The Empire Lounge & Restaurant in Louisville closing Saturday after 15 years3 min read
The Empire Lounge & Restaurant’s 15-year reign in Louisville is coming to an end this weekend.
After a couple of changes in ownership over the past few years, on top of the Marshall fire’s impact on restaurant traffic in downtown Louisville, The Empire has decided to hold its last day of service on Saturday, Feb. 25
The American comfort food restaurant, located at 816 Main St., in downtown Louisville was originally founded in 2008 by chef Jim Cohen, who ran it until he had a stroke and eventually passed away in 2020. His daughter Lexi Scott took over and ran The Empire until 2019 when she had her second child, and decided to sell her family’s share of the restaurant to building owner and business partner Ken Wolf.
Wolf approached another business partner, chef Jeff Osaka, who owns Sushi-Rama and Osaka Ramen, to temporarily take over operations for The Empire in 2019. And Osaka did all he could to keep the Cohen legacy alive.
“We had big shoes to fill, but we didn’t try to fill them,” Osaka said. “We just tried to do something different, and the town was welcoming, but I think two and a half years is a little different than 16-plus.”
He renovated the kitchen and updated the restaurant’s menu before reopening in the summer of 2019. Then, he ran the restaurant throughout the pandemic and during the Marshall fire.
“When the fire happened, most of the Louisville businesses downtown were shut down for water usage, and it took a good week and a half to get usable drinking water,” Osaka said. “When The Empire shut down, we froze our existing inventory and turned it into a big soup. Then we gave out free bowls of soup and bread for almost two weeks to people mostly displaced by the fire.”

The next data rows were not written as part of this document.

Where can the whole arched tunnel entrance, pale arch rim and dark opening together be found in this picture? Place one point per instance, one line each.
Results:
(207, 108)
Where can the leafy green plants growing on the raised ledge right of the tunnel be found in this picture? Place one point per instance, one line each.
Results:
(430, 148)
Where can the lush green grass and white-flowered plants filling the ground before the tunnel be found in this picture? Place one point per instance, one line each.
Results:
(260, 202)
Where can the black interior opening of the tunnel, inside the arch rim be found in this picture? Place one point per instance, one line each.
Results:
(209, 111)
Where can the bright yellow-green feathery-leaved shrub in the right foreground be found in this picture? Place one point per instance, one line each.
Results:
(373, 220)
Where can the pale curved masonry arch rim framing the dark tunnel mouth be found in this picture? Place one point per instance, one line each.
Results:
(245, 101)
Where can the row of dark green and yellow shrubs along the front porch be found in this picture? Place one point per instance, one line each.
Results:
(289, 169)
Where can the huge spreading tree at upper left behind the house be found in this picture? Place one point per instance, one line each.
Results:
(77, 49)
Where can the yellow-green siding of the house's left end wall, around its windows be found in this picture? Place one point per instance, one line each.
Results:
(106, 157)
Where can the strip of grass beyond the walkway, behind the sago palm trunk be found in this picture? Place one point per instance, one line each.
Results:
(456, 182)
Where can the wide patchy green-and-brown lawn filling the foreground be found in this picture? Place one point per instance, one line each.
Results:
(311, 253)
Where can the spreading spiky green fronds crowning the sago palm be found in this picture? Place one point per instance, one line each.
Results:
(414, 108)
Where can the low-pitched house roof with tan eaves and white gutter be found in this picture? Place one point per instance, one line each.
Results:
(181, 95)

But in the fall of 2022, Osaka handed operations over to chef Darren Pusateri, who now owns a percentage of The Empire, to focus on opening his fifth Sushi-Rama location in Broomfield. But Osaka said business has been down as a result of the Marshall fire, and the scale of the restaurant operations is hard to keep up with.
“The last thing people wanted to do or were able to do was go out to eat, and we had a lot of local clientele with people walking over to dinner from home,” Osaka said. “A lot of the other businesses did okay, but we’re one of the largest restaurant spaces in town.”

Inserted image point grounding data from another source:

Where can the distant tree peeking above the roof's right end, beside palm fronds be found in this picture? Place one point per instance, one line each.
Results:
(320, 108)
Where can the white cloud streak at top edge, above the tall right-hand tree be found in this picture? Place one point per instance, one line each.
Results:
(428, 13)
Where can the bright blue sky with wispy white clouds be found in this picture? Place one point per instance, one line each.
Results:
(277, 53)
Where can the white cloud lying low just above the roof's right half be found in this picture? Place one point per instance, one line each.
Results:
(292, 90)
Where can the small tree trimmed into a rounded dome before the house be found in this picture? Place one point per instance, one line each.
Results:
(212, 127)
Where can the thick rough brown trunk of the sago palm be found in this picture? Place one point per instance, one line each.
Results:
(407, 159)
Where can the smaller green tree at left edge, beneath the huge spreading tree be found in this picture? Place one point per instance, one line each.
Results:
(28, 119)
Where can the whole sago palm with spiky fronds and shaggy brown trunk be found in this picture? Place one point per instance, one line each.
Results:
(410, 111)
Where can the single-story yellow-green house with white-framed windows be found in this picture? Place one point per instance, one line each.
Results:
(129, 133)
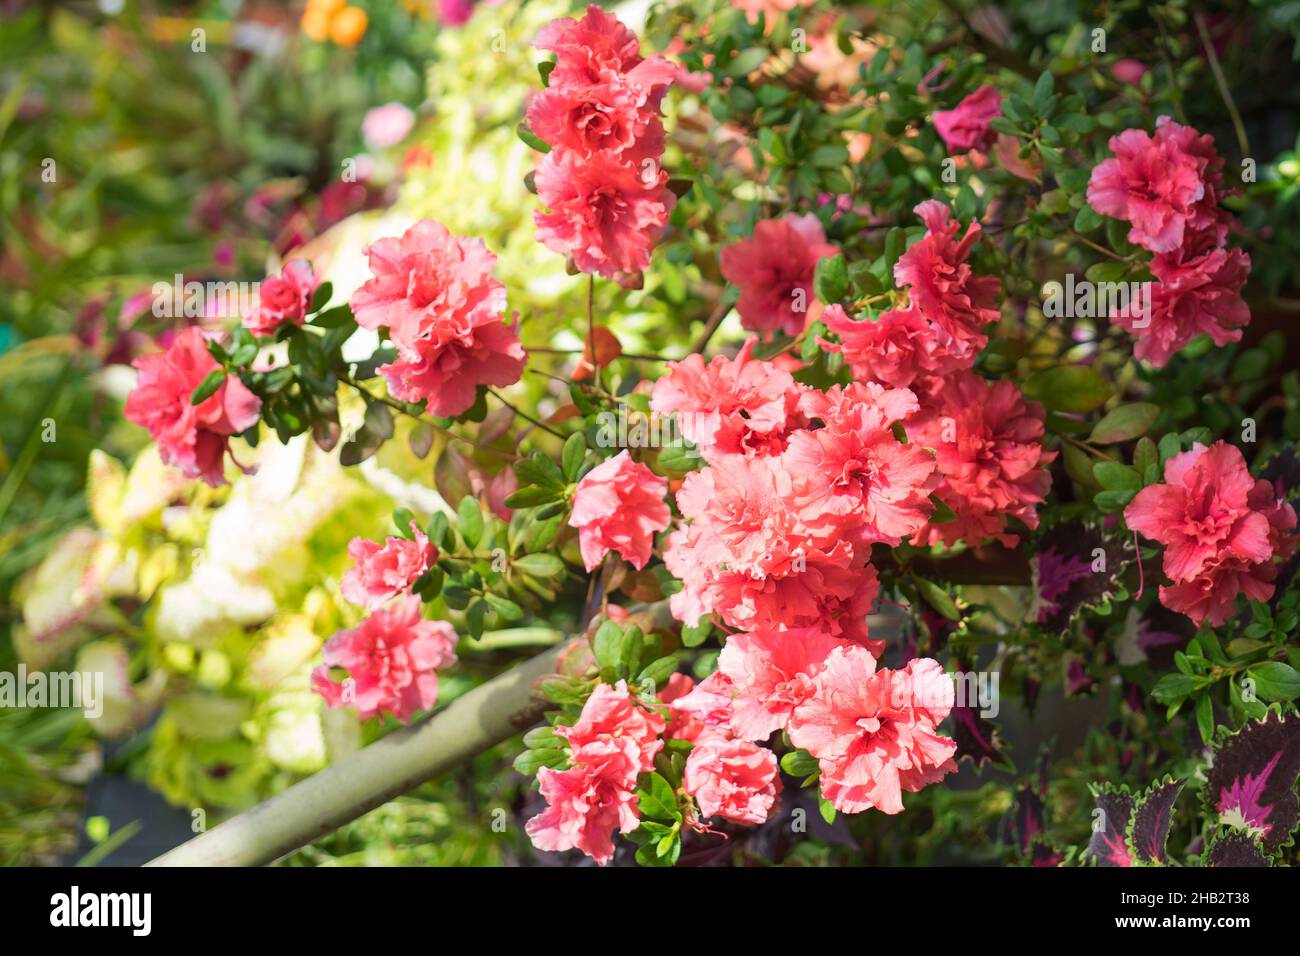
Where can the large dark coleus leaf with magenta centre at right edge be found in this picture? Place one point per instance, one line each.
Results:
(1253, 782)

“It takes a lot to run that size of a restaurant, and it wasn’t generating the revenue,” he added. “Staffing was difficult as well, and it takes a lot of people to run that restaurant, but it’s hard to attract people when you’re not in a flashy city like Denver or Boulder. If I had the time to focus on it, I felt I could have made it a very successful restaurant with simple food and no frills, but it’s time for someone else to try.”
The Empire’s iconic, 5,000-square-foot building, a downtown Louisville landmark deemed historic in 2022, is now available for lease or purchase by Wolf, according to Osaka.